Hanafax enfonça la porte. Il faisait sombre à l’intérieur. Il commença à fouiller dans la pièce. « Il était ici quand j’étais encore leur invité. Avant qu’ils estiment que j’avais offensé Arioch. Je suis arrivé ici sur mon cerf-volant. Voyons… »
Corum vit des soldats qui accouraient vers eux dans le couloir.
« Faites vite, Hanafax ! » dit-il. Il bondit dans le couloir pour barrer le passage avec son épée.
Les maigres personnages s’immobilisèrent à la vue de l’épée. Puis ils brandirent leurs massues étranges et reprirent une progression prudente.
L’épée pointa et perça la gorge d’un guerrier, qui s’écroula en un tas informe. Corum en atteignit un autre à l’œil.
Les cris diminuaient à présent. Les affreux alliés de Corum regagnaient leur propre Plan avec leurs victimes.
Derrière Corum, Hanafax traînait un ensemble poussiéreux de tiges et de soie. « Je l’ai, Prince Corum. Laissez-moi un petit instant pour retrouver la formule magique nécessaire. »
Plutôt que de s’effrayer de la mort de leurs camarades, les Rhaga-da-Khetas paraissaient incités à combattre plus farouchement. Abrité en partie par le petit tas de morts, Corum soutenait toujours le choc.

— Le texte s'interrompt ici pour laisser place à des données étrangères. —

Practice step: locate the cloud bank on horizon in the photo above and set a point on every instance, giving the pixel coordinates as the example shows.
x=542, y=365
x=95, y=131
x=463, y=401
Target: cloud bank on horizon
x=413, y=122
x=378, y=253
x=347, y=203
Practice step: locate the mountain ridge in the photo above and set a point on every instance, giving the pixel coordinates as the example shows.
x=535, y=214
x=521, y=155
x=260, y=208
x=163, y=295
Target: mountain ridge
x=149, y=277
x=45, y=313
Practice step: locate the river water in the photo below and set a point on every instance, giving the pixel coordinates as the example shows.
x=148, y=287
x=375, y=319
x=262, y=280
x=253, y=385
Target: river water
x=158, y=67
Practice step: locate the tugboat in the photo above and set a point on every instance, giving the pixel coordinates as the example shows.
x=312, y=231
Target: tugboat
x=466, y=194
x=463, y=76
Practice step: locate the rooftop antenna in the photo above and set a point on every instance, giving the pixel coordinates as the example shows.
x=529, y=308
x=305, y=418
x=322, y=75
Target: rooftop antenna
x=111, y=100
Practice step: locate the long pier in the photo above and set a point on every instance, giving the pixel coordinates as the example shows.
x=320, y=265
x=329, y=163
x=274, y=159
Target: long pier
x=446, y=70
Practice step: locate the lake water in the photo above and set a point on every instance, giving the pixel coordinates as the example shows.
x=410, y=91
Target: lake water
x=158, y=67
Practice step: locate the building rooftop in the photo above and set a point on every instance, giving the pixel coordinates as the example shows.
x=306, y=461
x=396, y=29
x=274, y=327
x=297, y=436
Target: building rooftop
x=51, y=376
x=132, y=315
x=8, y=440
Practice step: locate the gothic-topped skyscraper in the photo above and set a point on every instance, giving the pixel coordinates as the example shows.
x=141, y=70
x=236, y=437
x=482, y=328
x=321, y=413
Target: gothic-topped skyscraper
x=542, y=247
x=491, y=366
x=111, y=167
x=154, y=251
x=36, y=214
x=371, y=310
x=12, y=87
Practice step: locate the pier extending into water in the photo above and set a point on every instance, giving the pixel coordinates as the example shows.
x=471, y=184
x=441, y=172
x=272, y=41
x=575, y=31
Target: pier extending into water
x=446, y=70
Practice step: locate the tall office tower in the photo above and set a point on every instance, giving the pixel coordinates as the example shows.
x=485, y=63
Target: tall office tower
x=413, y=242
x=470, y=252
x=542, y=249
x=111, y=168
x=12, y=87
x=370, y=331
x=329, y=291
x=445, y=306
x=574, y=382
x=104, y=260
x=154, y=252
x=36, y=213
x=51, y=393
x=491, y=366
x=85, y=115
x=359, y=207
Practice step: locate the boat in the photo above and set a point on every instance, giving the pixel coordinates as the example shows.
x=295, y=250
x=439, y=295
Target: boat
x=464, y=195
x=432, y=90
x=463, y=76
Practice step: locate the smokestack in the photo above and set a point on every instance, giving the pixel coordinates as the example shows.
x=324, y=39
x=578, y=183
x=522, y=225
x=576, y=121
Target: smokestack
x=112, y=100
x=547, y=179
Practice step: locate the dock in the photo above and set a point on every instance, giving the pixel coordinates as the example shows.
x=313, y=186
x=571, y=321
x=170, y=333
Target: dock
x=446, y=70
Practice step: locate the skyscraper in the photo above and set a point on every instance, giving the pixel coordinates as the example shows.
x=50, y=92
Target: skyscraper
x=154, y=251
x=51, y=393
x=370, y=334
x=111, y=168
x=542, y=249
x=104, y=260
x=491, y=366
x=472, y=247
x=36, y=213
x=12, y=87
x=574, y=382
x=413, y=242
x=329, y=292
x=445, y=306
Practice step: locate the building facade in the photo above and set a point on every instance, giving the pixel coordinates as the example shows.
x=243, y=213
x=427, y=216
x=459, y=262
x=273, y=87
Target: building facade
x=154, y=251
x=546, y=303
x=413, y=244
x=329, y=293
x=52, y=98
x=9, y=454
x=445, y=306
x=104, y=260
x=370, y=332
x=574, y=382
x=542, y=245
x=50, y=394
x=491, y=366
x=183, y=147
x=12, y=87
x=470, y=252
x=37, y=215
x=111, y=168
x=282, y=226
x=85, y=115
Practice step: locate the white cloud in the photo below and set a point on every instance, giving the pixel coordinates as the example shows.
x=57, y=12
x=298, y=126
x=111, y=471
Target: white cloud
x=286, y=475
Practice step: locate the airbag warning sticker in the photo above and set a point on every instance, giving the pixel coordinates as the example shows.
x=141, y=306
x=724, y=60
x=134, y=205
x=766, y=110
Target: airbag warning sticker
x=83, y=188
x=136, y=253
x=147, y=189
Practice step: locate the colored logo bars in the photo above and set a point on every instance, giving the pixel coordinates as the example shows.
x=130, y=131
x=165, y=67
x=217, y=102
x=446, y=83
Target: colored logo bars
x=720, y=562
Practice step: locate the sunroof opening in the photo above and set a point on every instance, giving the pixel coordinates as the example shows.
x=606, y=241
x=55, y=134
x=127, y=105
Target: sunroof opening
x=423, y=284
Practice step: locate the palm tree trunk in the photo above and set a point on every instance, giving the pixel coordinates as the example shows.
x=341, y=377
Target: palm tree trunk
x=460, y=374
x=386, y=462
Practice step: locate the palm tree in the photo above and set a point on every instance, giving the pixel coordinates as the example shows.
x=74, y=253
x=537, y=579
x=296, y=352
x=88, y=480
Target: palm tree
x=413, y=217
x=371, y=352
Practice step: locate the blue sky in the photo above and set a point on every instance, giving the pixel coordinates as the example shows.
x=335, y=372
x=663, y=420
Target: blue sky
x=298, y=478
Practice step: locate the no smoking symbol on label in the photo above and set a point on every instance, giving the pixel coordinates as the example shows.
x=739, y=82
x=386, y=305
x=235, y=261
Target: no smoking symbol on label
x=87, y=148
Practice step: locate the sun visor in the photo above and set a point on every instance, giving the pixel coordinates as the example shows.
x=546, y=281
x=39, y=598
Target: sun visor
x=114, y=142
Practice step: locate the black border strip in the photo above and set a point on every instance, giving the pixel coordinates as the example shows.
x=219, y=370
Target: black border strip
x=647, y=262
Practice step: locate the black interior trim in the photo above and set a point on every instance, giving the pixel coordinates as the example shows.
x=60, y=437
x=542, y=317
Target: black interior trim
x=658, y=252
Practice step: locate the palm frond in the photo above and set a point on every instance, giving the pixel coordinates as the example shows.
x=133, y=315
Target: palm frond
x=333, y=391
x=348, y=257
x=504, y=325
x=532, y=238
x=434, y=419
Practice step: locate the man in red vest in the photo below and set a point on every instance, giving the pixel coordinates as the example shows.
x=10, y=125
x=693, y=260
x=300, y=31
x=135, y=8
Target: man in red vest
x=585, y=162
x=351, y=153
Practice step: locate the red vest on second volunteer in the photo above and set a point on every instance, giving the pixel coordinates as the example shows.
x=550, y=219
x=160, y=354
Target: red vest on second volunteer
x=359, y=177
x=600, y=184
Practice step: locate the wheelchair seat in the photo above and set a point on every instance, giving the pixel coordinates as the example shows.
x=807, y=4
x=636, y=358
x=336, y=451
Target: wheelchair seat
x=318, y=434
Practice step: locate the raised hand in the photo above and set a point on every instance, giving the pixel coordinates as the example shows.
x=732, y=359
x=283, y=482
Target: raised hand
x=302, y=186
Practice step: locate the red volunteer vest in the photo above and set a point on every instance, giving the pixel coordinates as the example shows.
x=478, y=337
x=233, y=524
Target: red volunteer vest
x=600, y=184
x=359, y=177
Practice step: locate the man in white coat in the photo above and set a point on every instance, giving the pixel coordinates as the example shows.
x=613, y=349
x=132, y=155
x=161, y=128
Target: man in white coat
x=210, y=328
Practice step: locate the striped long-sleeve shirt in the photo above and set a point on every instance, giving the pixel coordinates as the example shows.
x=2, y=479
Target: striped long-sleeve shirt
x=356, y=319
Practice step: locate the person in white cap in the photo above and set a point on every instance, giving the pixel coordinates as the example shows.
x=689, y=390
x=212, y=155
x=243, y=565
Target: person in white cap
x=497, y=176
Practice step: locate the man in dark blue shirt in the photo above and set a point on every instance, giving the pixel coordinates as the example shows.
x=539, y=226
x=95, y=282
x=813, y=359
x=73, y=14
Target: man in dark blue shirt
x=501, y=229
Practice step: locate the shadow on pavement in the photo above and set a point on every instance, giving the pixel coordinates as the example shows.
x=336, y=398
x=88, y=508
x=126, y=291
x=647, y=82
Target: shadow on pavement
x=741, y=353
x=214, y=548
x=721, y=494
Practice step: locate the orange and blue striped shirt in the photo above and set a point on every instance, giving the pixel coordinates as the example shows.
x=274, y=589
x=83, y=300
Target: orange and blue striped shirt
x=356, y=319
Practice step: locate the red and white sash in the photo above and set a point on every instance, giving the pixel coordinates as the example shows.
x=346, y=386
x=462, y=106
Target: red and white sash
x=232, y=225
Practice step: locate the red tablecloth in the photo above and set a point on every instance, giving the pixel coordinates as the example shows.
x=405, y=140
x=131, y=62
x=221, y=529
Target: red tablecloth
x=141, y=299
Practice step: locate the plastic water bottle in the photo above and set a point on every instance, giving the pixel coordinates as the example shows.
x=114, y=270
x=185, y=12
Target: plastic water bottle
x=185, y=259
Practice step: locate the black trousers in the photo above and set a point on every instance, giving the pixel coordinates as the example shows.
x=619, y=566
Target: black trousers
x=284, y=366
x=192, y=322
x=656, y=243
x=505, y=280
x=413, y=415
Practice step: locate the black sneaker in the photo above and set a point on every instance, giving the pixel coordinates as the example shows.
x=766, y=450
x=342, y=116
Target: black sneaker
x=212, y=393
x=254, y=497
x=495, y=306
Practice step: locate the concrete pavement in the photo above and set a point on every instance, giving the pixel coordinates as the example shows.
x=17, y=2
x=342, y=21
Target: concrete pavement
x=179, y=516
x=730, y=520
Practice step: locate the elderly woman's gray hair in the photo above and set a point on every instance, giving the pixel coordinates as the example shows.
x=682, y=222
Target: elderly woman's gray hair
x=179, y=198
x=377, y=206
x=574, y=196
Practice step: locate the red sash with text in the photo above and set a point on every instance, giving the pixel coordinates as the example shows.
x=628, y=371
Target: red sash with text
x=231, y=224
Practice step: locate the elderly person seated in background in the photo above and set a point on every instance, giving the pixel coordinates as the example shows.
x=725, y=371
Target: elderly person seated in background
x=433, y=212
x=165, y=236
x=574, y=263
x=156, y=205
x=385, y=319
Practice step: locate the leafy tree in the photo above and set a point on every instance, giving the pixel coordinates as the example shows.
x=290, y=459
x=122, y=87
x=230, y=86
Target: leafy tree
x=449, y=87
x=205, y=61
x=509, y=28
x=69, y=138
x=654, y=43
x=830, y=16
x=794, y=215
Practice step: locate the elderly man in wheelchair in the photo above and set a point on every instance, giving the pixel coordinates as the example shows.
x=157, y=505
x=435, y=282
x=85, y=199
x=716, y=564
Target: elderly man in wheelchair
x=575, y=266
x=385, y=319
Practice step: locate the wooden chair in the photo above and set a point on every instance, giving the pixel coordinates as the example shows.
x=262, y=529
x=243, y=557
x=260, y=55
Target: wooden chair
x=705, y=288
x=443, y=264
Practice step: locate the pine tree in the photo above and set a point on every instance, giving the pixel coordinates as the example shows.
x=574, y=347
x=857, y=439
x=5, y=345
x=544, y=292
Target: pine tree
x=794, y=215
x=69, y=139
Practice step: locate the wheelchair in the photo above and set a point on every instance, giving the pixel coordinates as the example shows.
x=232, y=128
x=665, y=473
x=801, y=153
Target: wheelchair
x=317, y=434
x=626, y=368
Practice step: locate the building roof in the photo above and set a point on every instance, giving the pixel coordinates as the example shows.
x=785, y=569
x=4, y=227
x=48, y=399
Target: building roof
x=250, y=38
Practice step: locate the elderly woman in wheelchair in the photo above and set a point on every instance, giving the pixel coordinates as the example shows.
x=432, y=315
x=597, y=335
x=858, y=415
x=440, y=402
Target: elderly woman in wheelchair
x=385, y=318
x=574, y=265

Hanafax se mit à chantonner en une langue inconnue. Corum sentit se lever un vent qui souleva les pans de sa robe. Quelque chose le saisit par-derrière, puis il se retrouva en l’air, s’élevant au-dessus des têtes des Rhaga-da-Khetas. Le vol se poursuivit dans le couloir, puis à l’air libre.
Il jeta un coup d’œil inquiet vers le bas.
La ville défilait rapidement sous eux.
Hanafax le tira dans la nacelle de soie jaune et verte. Corum s’attendait à la chute, mais le cerf-volant tint bon.
L’homme sale, en haillons, qui était son compagnon de voyage à présent, souriait largement.
« Ainsi la volonté d’Arioch ne sera pas faite », observa Corum.
« À moins qu’en tout ceci nous n’ayons été ses instruments », objecta Hanafax, perdant le sourire.